何しろ何十年かメニューを見たことがない。これしか頼まないから。生姜焼きがすごく評判で雑誌やテレビでも度々話題になるんだけど、わたしはもうこれいっぽんやり。
そしてさすがに魂抜けちゃった口が勝手に、の自動注文であるわけで「大辛で」の一言は抜けてしまってました。いや、きょうはいい。それでいいの。ちょうどいい。
かれこれ学生時代より通い始めての数十年。日常食としてのボーイズカレーで日常食としてのカレー付きハンバーグを無意識に求めてしまうのは、これごく普通のことなのだよなあ。
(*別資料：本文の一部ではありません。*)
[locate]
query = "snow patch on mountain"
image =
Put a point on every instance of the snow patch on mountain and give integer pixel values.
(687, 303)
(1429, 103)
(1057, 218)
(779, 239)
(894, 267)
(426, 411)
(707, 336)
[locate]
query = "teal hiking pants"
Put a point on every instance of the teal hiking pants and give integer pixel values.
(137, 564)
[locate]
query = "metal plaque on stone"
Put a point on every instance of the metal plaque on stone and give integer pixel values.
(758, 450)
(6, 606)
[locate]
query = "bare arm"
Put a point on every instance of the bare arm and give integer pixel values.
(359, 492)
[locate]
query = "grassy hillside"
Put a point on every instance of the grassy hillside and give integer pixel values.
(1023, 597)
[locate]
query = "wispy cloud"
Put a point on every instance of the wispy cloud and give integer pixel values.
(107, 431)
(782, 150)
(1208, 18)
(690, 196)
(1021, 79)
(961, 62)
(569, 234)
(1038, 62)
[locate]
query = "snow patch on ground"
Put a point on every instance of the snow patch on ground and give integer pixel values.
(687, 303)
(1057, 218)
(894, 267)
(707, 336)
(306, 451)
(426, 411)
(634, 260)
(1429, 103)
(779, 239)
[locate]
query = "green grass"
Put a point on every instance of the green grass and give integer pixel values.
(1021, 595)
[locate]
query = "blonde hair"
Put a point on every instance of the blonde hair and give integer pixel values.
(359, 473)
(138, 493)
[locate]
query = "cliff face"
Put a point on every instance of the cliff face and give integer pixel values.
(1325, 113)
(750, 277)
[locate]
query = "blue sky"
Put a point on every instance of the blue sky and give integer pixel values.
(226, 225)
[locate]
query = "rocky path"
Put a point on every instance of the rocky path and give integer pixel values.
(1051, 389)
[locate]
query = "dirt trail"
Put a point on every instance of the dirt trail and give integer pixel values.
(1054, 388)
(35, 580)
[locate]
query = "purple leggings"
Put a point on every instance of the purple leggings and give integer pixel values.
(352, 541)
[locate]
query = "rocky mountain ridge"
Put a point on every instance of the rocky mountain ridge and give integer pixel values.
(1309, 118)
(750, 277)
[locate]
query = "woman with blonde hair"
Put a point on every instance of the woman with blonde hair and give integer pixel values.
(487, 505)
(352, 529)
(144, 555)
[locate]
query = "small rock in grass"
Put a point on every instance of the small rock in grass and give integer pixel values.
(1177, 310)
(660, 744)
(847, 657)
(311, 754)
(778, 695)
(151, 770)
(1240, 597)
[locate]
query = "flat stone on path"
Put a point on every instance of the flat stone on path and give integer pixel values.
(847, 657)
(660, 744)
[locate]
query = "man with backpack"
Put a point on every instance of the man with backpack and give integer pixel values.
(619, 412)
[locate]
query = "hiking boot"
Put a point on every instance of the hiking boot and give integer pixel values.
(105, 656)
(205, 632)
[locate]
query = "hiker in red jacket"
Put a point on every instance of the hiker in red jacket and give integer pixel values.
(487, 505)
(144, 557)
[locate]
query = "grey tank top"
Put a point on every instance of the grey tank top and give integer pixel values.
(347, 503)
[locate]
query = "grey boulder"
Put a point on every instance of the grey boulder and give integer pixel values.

いつでも秀逸だと感じる「カレー付きハンバーグ」という名前。この名前、いいんだよねえ。なんかいい。なにしろボーイズカレーという看板でやってらっしゃるのだから、カレーを食べたくて入って来るお客が多かろうと思います。でもね、食べるべきはカレー付きハンバーグだよ。
カレーハンバーグと呼んではかわいそうな、きちんとよいハンバーグが出てくる。
だからこその「カレー付きハンバーグ」の呼び名だねえ。
おすすめはしないんですがわたしが秘密でやっている裏技、教えましょう。
たっぷりかかったハンバーグのソースをスプーンですくってカレーに混ぜてやるのです。これがまあ、旨い。生真面目な感じのカレーが矢野マスターっぽいわけですが、ハンバーグのデミグラスソースでちょっとくだけた感じになって、これがいのだよ。これは辛さをいじらない時にやるのが正しいんです。大辛をえらんだときはいじらず、ただひたすらに食べるのがいいよ。
カレーも、ハンバーグも、付け合せのスパゲッティも、キャベツ刻みもコンソメスープもなにもかもが愛おしいのです。